All pregnant women who have syphilis and all infants and children at risk for congenital syphilis should be tested for HIV; UK and US guidelines recommend testing for HIV as part of routine antenatal care.[8][69][70]

Further investigations for congenital syphilis

Pregnant women with syphilis or suspected of having syphilis require a fetal ultrasound scan.
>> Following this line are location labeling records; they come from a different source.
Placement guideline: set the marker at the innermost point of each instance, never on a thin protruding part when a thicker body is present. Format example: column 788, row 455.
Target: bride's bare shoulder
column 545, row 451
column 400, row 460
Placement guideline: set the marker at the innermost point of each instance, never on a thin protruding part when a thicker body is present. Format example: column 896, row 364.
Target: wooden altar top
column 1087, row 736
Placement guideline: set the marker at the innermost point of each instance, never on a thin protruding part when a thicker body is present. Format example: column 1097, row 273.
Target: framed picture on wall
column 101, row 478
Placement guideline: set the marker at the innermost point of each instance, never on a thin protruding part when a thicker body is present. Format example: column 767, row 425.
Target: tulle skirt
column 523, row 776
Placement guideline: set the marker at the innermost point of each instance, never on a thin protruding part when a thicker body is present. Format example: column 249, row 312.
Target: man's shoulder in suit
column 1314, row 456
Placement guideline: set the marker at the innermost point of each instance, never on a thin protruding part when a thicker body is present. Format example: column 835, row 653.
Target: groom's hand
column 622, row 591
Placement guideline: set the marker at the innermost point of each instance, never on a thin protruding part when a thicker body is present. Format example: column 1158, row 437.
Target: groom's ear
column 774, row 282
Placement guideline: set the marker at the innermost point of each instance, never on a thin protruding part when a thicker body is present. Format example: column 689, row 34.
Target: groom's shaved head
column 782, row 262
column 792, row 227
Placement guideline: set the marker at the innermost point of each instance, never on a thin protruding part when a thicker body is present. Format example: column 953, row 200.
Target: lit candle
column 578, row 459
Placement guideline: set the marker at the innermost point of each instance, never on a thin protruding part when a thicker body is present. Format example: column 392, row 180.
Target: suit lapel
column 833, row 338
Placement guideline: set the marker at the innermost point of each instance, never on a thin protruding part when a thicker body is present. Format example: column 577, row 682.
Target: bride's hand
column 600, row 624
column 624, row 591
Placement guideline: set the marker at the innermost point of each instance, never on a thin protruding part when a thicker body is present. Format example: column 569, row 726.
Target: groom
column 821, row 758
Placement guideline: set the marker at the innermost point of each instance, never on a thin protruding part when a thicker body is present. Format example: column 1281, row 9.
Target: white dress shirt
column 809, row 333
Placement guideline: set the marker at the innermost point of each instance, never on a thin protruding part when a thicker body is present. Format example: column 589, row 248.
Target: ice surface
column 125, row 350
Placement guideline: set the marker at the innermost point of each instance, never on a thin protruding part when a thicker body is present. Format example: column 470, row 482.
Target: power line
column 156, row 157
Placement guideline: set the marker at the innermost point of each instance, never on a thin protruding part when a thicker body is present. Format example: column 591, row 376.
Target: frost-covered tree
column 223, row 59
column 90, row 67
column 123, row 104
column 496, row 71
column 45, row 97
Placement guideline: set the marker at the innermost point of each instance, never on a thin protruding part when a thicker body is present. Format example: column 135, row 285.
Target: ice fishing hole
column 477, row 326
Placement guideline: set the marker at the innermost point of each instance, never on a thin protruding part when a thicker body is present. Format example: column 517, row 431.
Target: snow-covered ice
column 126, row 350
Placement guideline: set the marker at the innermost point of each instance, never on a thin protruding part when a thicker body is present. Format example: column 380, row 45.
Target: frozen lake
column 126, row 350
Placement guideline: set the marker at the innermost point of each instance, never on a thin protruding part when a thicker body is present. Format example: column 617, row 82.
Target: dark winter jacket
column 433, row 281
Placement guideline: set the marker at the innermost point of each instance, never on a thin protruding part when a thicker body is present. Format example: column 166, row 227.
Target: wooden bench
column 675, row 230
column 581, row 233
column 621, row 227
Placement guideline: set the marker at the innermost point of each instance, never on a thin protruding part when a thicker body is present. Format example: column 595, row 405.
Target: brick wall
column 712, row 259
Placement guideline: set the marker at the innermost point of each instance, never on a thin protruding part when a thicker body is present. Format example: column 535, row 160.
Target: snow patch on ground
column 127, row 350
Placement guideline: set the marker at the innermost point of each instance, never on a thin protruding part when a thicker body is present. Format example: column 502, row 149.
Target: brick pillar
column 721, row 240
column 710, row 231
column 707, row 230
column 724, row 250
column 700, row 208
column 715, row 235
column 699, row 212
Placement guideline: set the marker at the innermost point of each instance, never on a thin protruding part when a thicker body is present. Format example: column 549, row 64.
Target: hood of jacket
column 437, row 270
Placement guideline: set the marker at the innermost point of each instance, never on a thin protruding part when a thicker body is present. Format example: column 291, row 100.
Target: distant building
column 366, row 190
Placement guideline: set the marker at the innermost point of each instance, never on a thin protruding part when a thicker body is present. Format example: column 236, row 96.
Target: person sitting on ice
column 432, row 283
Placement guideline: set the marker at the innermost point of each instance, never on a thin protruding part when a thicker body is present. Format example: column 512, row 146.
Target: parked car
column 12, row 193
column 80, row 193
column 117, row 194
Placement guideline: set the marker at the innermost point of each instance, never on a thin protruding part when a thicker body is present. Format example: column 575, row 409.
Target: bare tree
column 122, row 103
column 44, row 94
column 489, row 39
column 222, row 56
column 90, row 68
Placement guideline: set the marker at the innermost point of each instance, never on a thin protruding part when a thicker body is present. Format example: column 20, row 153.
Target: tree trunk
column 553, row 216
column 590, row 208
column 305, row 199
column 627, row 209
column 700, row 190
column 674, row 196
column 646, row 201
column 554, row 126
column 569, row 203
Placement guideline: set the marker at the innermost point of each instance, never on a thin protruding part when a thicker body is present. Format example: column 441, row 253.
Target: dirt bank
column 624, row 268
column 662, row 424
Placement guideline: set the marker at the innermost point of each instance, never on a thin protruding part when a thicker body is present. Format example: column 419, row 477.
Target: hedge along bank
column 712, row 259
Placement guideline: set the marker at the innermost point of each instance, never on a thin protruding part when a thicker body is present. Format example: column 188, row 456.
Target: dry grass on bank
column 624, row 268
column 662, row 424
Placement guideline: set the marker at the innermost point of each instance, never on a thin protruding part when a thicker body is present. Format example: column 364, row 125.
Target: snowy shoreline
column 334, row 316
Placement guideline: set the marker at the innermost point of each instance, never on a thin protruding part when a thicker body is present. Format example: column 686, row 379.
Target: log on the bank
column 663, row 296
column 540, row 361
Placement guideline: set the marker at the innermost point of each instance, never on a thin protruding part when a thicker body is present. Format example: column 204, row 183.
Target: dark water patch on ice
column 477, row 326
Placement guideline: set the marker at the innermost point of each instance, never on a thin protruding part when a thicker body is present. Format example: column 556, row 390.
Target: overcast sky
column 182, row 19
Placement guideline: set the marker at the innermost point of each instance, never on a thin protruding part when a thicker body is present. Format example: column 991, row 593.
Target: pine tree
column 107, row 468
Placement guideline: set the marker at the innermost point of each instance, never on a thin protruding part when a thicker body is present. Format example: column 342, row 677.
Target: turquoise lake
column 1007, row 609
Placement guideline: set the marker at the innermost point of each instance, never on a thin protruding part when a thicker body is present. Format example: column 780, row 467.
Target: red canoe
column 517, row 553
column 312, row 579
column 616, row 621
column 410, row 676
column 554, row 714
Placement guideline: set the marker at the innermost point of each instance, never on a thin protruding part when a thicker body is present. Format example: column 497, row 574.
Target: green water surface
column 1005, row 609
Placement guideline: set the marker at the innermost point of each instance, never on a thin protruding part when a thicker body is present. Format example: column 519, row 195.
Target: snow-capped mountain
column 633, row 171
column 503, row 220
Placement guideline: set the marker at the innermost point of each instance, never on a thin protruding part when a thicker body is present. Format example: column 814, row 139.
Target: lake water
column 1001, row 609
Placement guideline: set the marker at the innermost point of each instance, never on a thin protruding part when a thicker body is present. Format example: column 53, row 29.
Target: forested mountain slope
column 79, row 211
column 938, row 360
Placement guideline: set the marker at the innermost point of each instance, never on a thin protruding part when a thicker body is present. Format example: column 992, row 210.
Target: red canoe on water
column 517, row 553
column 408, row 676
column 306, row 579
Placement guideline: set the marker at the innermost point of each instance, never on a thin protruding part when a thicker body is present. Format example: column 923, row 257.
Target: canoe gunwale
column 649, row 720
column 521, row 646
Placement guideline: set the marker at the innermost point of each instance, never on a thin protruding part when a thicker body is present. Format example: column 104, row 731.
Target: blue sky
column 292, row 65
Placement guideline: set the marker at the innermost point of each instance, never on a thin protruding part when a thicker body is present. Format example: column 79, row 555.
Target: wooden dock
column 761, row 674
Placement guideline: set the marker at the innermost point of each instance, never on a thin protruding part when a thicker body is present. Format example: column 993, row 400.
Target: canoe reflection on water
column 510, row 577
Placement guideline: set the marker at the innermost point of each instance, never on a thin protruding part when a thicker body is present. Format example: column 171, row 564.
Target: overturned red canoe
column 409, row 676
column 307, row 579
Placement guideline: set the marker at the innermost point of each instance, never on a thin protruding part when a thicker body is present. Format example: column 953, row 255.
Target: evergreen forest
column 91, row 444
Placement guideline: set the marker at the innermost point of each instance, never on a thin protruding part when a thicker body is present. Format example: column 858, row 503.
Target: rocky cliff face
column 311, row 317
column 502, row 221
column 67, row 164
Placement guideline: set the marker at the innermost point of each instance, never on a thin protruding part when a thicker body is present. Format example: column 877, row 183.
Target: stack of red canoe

The presence of fetal or placental syphilis (e.g., hepatomegaly, ascites, hydrops fetalis) indicates a greater risk of treatment failure for congenital syphilis.[71]

After birth, lumbar puncture with CSF analysis for WBC count, protein, and VDRL, full blood count including differential and platelet count, long-bone radiographs, and other tests as clinically indicated (e.g., chest x-ray, liver function tests, neuroimaging, ophthalmological examination, and auditory brainstem response) are recommended by the CDC in the following cases:[8]

  • Neonates (aged <1 month) with confirmed proven or highly probable disease plus:

      • An abnormal physical examination that is consistent with congenital syphilis (e.g., non-immune hydrops, conjugated or direct hyperbilirubinaemia or cholestatic jaundice or cholestasis, hepatosplenomegaly, rhinitis, skin rash, or pseudoparalysis of an extremity) or

      • A serum quantitative non-treponemal serological titre that is fourfold higher than the mother's titre (e.g., maternal titre = 1:2, neonatal titre ≥1:8 or maternal titre = 1:8, neonatal titre ≥1:32) or

      • A positive dark-field test or PCR of placenta, cord, lesions or body fluids, or a positive visualisation of stained treponemal spirochetes in the placenta or cord using immunohistochemistry.

  • Neonates (aged <1 month) who have possible disease, with a normal physical examination and a serum quantitative non-treponemal serological titre the same or less than fourfold the maternal titre plus:

      • The mother was not treated, was inadequately treated, or has no documentation of having received treatment or

      • The mother was treated with erythromycin or other non-penicillin regimen or

      • The mother received treatment <4 weeks before delivery.

  • Children aged ≥1 month with reactive serological tests for syphilis.